Mr Sowa said the disconnect that existed between training and practice made it imperative for such collaboration.
He was speaking at the sixth edition of the International Advertising Association (IAA) Africa Rising Leadership Conference in Accra last Tuesday
He made the call during a panel discussion on the sub-theme: 'Living the reality from the lecture hall to the work field: building the partnership.'
The panel, moderated by the General Manager of Citi FM and CitiTV, Benard Avle, also had the Coordinator of the Master of Arts in Brands and Communications (MABC) at the University of Professional Studies, Accra (UPSA), Dr Linda Narh, who also made a call for partnership between academia and industry.
Mr Sowa said although industry and academia had different needs, they must work together to bridge the gap.
He called for the development of specific industry-informed courses such as digital marketing, and courses relating to the tourism industry and politics.
"We have to build specific skill sets.
Let us identify the opportunities in the various sectors and apply the knowledge from the classroom," he said.
He said marketing and advertising professionals must identify and understand “what people need and also communicate in simple language for better appreciation of the products or services they sell”.
Mr Sowa said marketing was evolving and students needed to "not just know what their lecturers teach them but the full application of the knowledge they have gained".
The Coordinator of MABC of UPSA emphasised the need for collaboration and urged industries to partner with academia for research and also take advantage of research outcomes.
Dr Narh said while academia and industry partnered, they must look at the specific roles they played.
Academia, she said, generated knowledge while industry applied the knowledge.
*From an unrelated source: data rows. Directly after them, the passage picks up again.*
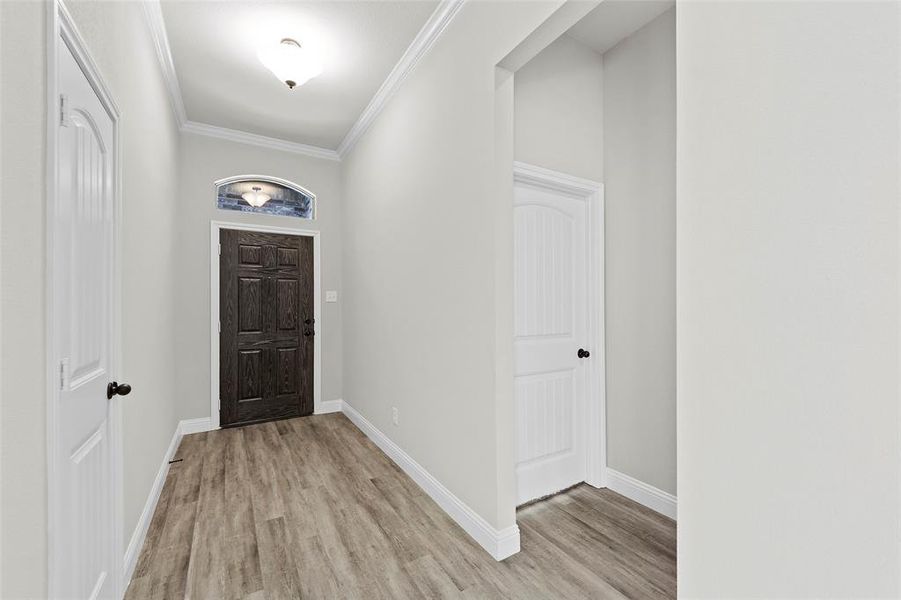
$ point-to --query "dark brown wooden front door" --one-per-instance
(266, 318)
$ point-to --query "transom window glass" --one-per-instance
(266, 195)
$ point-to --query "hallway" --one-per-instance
(310, 508)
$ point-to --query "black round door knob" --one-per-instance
(113, 388)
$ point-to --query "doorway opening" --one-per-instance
(559, 392)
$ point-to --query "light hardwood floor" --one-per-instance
(310, 508)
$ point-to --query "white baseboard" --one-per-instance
(140, 532)
(137, 537)
(328, 406)
(195, 425)
(641, 492)
(499, 543)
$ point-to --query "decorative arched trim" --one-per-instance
(275, 181)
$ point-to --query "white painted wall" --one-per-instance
(558, 106)
(118, 39)
(23, 440)
(787, 296)
(421, 220)
(211, 159)
(640, 189)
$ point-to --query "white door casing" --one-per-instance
(557, 311)
(83, 432)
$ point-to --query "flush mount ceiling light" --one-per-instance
(291, 63)
(256, 198)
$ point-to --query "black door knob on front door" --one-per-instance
(113, 388)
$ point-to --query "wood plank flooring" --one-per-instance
(310, 508)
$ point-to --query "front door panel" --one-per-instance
(266, 315)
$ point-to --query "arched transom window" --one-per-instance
(267, 195)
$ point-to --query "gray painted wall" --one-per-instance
(558, 107)
(613, 119)
(119, 40)
(787, 249)
(640, 191)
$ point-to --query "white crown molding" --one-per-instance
(418, 48)
(244, 137)
(154, 14)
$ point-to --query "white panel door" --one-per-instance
(83, 249)
(550, 326)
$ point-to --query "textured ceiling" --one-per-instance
(214, 48)
(614, 20)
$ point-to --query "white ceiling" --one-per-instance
(214, 49)
(615, 20)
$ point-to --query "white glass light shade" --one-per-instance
(291, 63)
(255, 198)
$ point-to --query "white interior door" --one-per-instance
(83, 246)
(550, 327)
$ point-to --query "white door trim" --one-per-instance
(61, 27)
(215, 227)
(593, 193)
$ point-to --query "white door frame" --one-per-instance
(592, 193)
(215, 227)
(61, 27)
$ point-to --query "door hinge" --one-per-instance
(63, 110)
(63, 374)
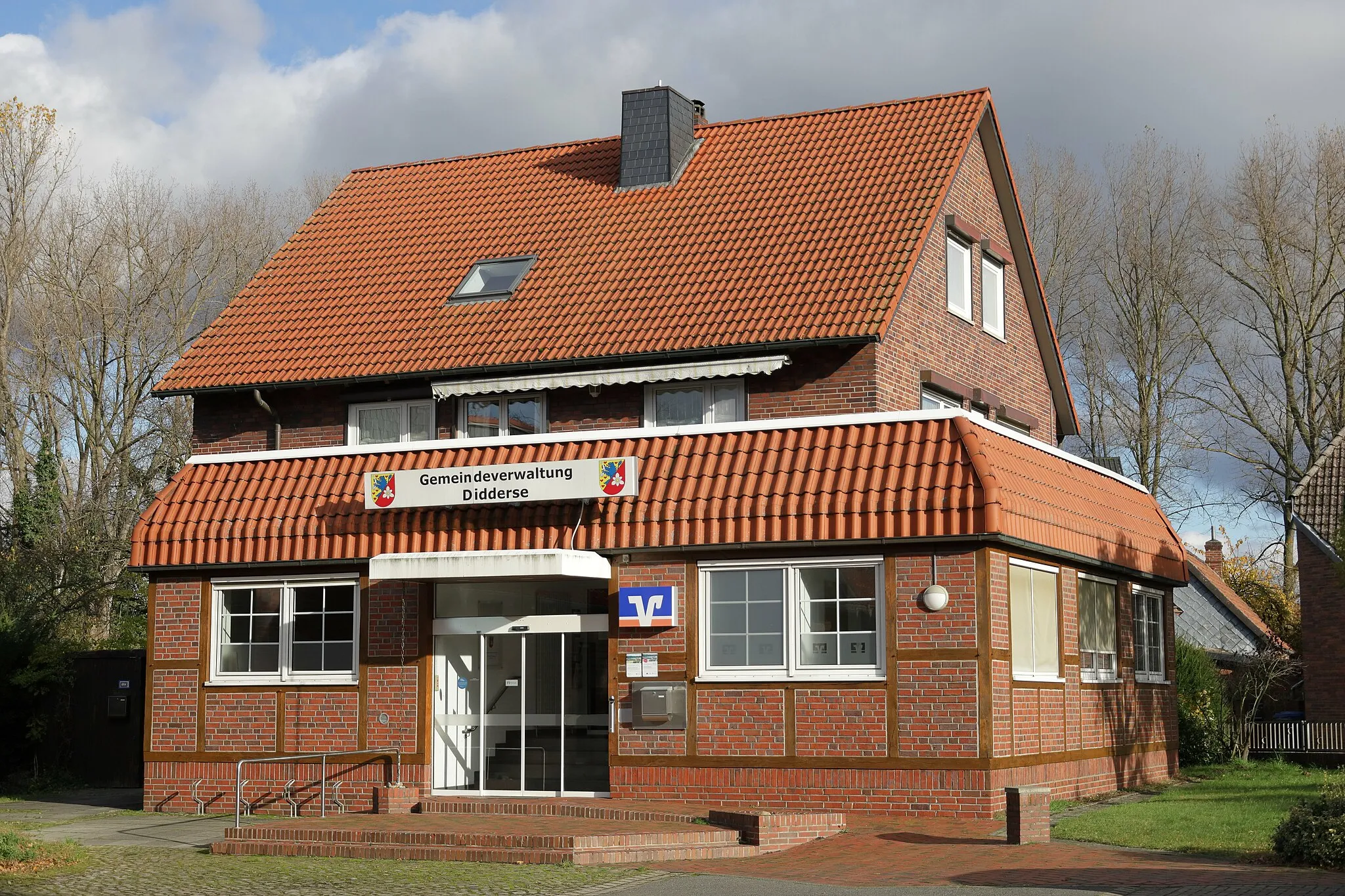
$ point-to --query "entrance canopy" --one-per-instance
(431, 566)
Academia and industry, Dr Narh added, must partner on how to train the next generation and offer opportunities for students to learn from experts through internship programmes.
When relevant research was leveraged, she said, it would promote innovation.
She indicated that mostly what students were thought in the classrooms was different from work on in the field.
" There has to be a link between what is done in industry and what is taught in the classroom,” she said.
She said academia must know the needs of industry to meet them.
"At UPSA, we focus on what the industry needs.
Our students do not write long essays as their project work but they conduct brand audit and apply the theory by identifying a problem and helping a company to solve it," Dr Narh, who has extensive practical experience in marketing and public relations working with multiple private sector companies, said.
She said since she started learning her marketing profession from the field after a first degree in English Language and Sociology when she joined Lintax for her national service, "I could easily relate to the things that were taught in the classroom."
Industry, she added, offered the opportunity for students and professionals to learn and make mistakes.